Re: Recommendations for man pages in Debian (was: Debian Policy 18.104.22.168 released: localized manpages)
On Tue, Aug 18, 2009 at 08:13:20PM +1000, Ben Finney wrote:
> Roger Leigh <firstname.lastname@example.org> writes:
> > On Mon, Aug 17, 2009 at 01:01:34PM +1000, Ben Finney wrote:
> > > I assume we expect man pages to conform to the conventions in
> > > ‘man-pages(7)’.
> (I've now been disabused of that assumption.)
> > I'm not sure we can have that expectation. If you look at
> > groff_man(7), it specifies:
> > .TH title section [extra1] [extra2] [extra3]
> > and details how the extra bits are positioned, but no more. While the
> > man-pages conventions IIRC are also seen in some GNU and UNIX manual
> > pages, things like the date *format* appear to be man-pages-specific.
> I guess the question then becomes: since Policy describes supposed best
> practice for Debian, *should* we be more specific about the format of a
> man page? I think the conventions described in ‘man-pages(7)’ are a good
> basis for recommendations for all Debian man pages.
Absolutely. I might have a minor quibble over the date formatting, but
the conventions are good.
Relating back to the subject of this thread, localisation of manpages,
I don't think that the page date is a good item for translators to
track to look for changes. It's just not robust enough. Most are
updated by hand (and invariably forgotten), or are automatically
generated (and hence will always look out of date). Wouldn't a better
approach here be to track the entire page content using a hash of the
content, e.g. SHAnSUM á la git? The translator could write the hash
into the translated file, to give a starting point for subsequent
Don't we have translation infrastructure to deal with this sort of
scenario yet? I confess, I'm only familiar with gettext localisation
of program code, not document translation, so an explanation of the
requirements/tools would be most helpful.
> > I, for example, use the date format '+%d %b %Y' (01 Aug 2009). The
> > manual pages are human readable documentation.
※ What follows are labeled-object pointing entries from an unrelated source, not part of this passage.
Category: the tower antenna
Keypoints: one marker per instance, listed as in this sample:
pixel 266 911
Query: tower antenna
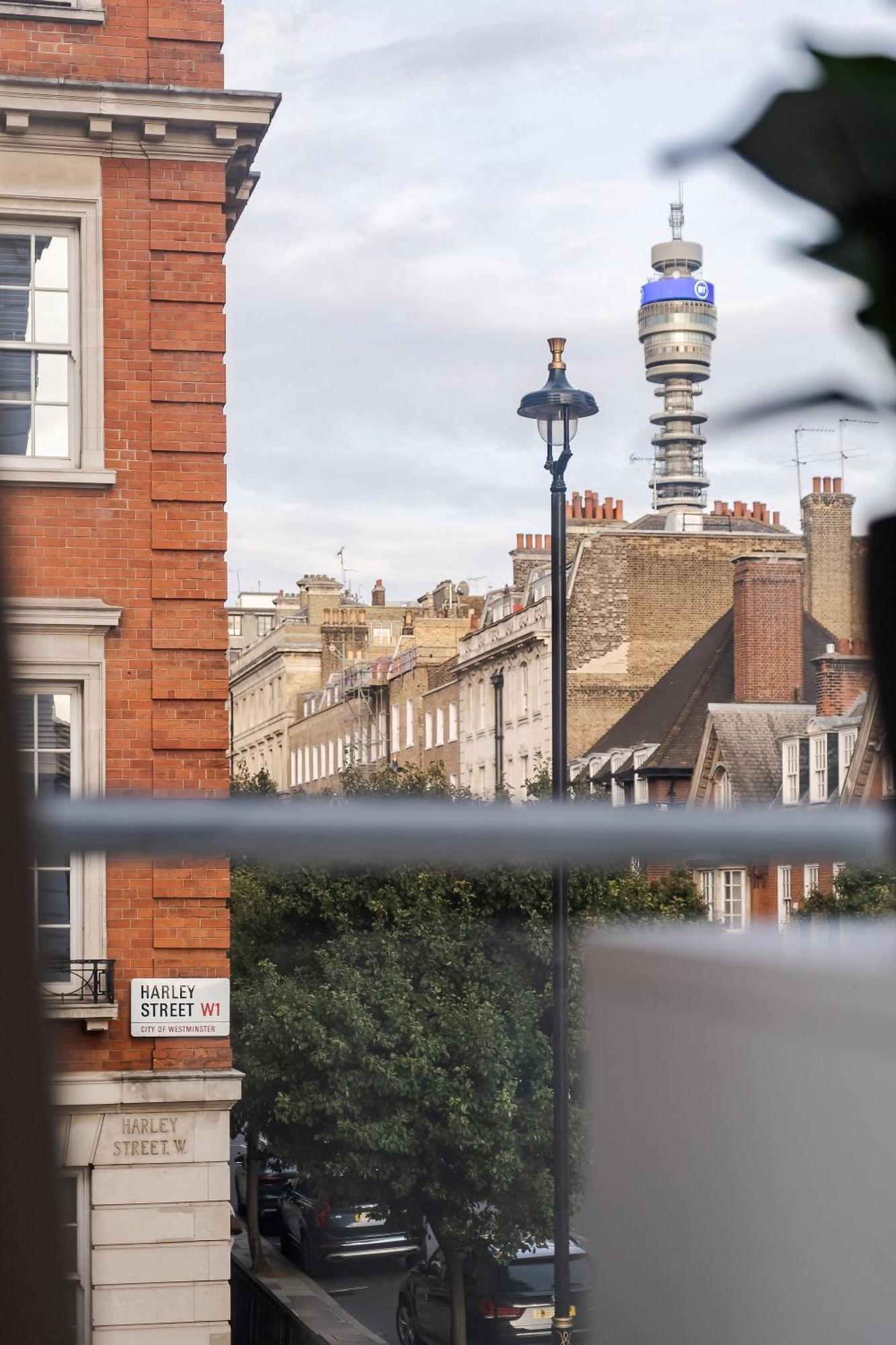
pixel 677 212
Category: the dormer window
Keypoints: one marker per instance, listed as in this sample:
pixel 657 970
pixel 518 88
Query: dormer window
pixel 723 792
pixel 642 787
pixel 790 771
pixel 818 769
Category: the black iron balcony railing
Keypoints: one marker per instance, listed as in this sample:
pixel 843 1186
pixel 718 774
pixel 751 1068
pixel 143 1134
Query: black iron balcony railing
pixel 79 981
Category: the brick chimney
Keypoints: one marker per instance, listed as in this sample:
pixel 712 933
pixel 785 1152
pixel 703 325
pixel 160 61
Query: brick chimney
pixel 844 673
pixel 768 627
pixel 831 592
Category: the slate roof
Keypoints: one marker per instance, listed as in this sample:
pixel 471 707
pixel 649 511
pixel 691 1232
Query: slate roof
pixel 749 744
pixel 673 712
pixel 710 524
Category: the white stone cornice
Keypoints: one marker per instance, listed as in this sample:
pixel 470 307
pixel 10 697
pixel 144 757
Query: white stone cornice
pixel 63 614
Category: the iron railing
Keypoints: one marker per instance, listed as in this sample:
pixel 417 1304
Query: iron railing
pixel 391 832
pixel 79 981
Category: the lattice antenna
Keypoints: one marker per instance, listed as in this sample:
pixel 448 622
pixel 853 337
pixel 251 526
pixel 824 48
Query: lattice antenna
pixel 677 212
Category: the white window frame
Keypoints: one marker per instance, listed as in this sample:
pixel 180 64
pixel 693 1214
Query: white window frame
pixel 56 11
pixel 723 792
pixel 790 771
pixel 616 792
pixel 848 739
pixel 33 208
pixel 818 783
pixel 61 644
pixel 784 895
pixel 642 787
pixel 731 922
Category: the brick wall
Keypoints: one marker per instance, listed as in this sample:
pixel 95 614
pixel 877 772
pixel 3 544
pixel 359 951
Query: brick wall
pixel 842 677
pixel 158 42
pixel 768 629
pixel 834 564
pixel 153 545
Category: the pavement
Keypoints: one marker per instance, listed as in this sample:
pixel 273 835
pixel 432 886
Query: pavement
pixel 350 1304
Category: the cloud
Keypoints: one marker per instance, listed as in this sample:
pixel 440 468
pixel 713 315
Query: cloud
pixel 446 185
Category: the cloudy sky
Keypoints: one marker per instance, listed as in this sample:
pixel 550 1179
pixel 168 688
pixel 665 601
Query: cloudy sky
pixel 448 184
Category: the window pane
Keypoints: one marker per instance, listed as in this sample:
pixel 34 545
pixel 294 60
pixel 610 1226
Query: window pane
pixel 52 384
pixel 53 898
pixel 15 431
pixel 54 774
pixel 52 263
pixel 54 952
pixel 52 317
pixel 52 431
pixel 15 259
pixel 15 310
pixel 54 723
pixel 15 376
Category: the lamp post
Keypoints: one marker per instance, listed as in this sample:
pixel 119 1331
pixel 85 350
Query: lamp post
pixel 559 408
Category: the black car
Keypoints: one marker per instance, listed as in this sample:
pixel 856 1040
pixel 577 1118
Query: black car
pixel 274 1179
pixel 325 1230
pixel 505 1304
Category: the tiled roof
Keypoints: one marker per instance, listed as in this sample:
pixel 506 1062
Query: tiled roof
pixel 749 744
pixel 673 712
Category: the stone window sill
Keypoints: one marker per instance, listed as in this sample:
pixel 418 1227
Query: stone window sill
pixel 95 1017
pixel 54 14
pixel 57 477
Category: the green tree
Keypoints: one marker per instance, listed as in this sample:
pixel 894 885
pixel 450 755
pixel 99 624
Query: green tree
pixel 395 1030
pixel 858 892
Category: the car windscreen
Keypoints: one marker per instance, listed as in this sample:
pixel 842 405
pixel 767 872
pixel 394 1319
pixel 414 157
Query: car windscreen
pixel 537 1277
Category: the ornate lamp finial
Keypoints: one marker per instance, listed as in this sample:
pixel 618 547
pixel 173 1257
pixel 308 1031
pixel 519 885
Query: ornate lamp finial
pixel 556 352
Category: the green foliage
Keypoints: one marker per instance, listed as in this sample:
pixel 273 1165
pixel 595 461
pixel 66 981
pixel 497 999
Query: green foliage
pixel 245 783
pixel 834 145
pixel 395 1030
pixel 866 892
pixel 430 781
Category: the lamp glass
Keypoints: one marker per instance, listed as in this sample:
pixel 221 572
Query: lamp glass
pixel 555 424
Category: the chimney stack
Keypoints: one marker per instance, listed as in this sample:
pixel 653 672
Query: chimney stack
pixel 768 627
pixel 833 590
pixel 844 673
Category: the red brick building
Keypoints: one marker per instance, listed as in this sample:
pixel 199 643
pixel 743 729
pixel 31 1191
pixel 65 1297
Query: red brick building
pixel 123 166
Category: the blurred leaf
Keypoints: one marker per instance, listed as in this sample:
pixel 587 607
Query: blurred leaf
pixel 836 146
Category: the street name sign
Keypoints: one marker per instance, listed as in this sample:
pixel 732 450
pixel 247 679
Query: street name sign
pixel 179 1007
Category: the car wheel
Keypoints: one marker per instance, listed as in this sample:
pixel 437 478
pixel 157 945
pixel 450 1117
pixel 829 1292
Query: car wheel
pixel 405 1328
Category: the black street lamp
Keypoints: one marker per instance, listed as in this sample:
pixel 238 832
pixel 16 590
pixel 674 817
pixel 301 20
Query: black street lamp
pixel 559 408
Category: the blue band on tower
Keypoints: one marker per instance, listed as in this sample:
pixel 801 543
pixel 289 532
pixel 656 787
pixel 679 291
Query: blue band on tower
pixel 685 287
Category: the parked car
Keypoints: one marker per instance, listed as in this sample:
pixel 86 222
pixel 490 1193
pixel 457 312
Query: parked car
pixel 323 1231
pixel 274 1179
pixel 505 1304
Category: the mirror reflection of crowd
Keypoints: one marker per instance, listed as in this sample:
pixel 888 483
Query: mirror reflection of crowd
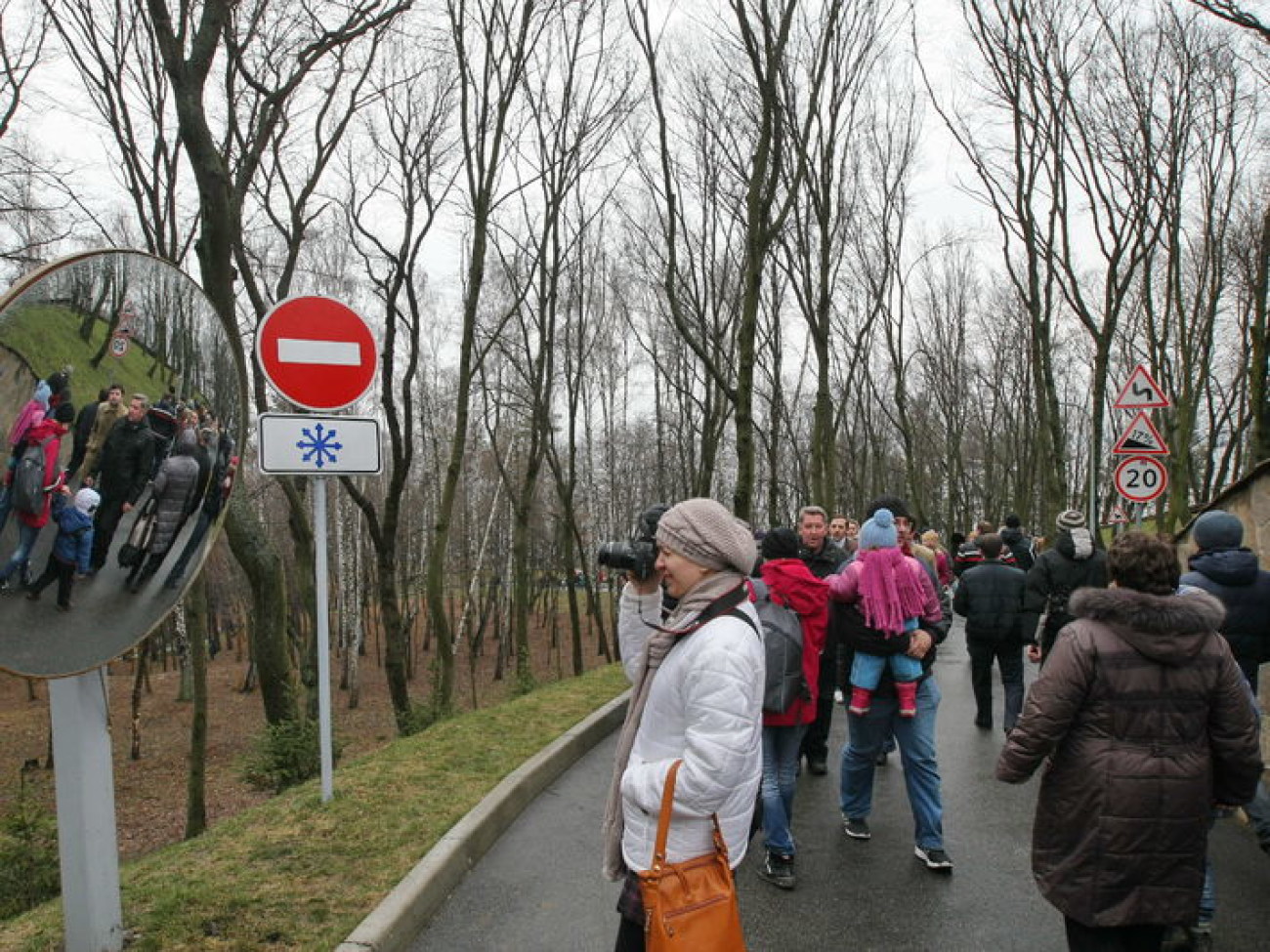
pixel 173 460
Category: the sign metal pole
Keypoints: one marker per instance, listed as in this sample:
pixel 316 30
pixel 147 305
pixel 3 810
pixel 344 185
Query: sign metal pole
pixel 87 839
pixel 320 580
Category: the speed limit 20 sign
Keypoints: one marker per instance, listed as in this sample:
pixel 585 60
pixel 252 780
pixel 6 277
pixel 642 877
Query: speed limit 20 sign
pixel 1139 478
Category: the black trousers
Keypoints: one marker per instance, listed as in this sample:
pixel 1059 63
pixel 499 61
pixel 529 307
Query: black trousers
pixel 62 572
pixel 1113 938
pixel 630 937
pixel 816 740
pixel 109 513
pixel 1008 656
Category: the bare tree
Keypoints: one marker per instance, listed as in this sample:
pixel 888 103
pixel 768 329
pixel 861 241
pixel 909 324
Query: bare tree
pixel 190 39
pixel 113 51
pixel 409 168
pixel 493 41
pixel 1236 14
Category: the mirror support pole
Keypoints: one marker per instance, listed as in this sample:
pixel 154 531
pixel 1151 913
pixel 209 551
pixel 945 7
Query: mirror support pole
pixel 87 837
pixel 322 620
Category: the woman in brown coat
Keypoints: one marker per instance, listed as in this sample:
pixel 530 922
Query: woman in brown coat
pixel 1147 724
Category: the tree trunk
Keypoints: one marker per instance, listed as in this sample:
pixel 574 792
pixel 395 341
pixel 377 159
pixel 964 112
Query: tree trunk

I think that nicely
> > readable dates should be preferred here.
> This seems to falsely imply a necessary conflict between “nicely
> readable dates” and “ISO 8601 date representations”. The fact that
> they're simple and unambiguous, and to many readers interpretable
> without further explanation, I think makes them a good candidate for
> “nicely readable”.
It's only unambiguous if you know the convention being adopted /is/
ISO-8601. In an ideal world, we could have a standardised date format
which the man program can transform into the date representation of
the user's locale thus satisfying all requirements.